Geary wskazał na holomapę.

– Pominąwszy inne aspekty tej sprawy, gdybyśmy zdecydowali się na ucieczkę w głąb Ixiona, syndycki pościg pojawiłby się w systemie dosłownie kilka godzin po nas. Mieliśmy zaledwie pięć i pół dnia na naprawę uszkodzeń powstałych podczas bitwy na Lakocie, za mało, by ją ukończyć. Wykonując zwrot i skacząc ponownie na Lakotę, zyskaliśmy kolejne pięć i pół dnia na prowadzenie napraw. Niestety w czasie podróży przez nadprzestrzeń nie można prowadzić wielu prac remontowych, a pełne raporty o stanie jednostek otrzymamy dopiero po zakończeniu skoku, mimo to wydałem wszystkim jednostkom bardzo wyraźny rozkaz, aby wszelkie siły skierowano na doprowadzenie do stanu używalności głównych silników. A to oznacza, że po powrocie na Lakotę będziemy mogli poruszać się szybciej. Nie wspominam o dodatkowych remontach systemów, broni i opancerzenia, na które okręty dostały dodatkowy czas. W momencie wyjścia z nadprzestrzeni wszystkie jednostki będą miały za sobą jedenaście dni wypełnionych naprawami uszkodzeń poniesionych podczas ostatniej bitwy.

– Tyle to i ja rozumiem, ale nadal będziemy tkwili głęboko na terytorium wroga, nie mając wystarczającej ilości amunicji i paliwa – rzekła Rione. – Na pewno nie trafimy też na tak wielkie siły, z jakimi walczyliśmy za pierwszym razem.

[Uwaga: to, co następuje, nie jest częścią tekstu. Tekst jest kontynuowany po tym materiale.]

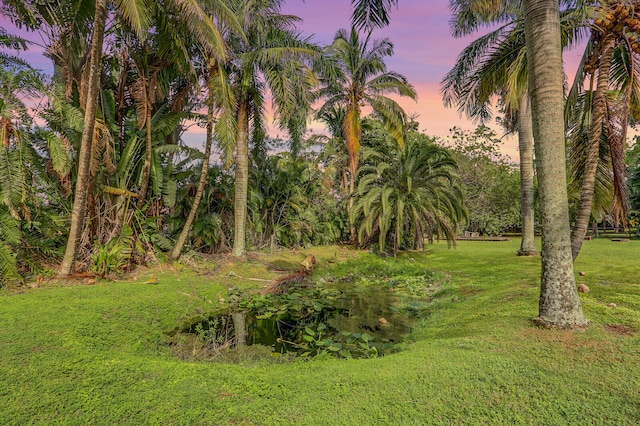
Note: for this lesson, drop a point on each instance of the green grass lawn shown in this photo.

Syndycy musieli wysłać potężną flotę w pościg za nami. Ale część ich floty z pewnością pozostała, nie wątpię też, że ci, którzy wyruszyli na Ixiona, zawrócą na Lakotę natychmiast, gdy się zorientują, co zrobiliśmy. Te okręty nadal będą zaledwie kilka godzin za nami.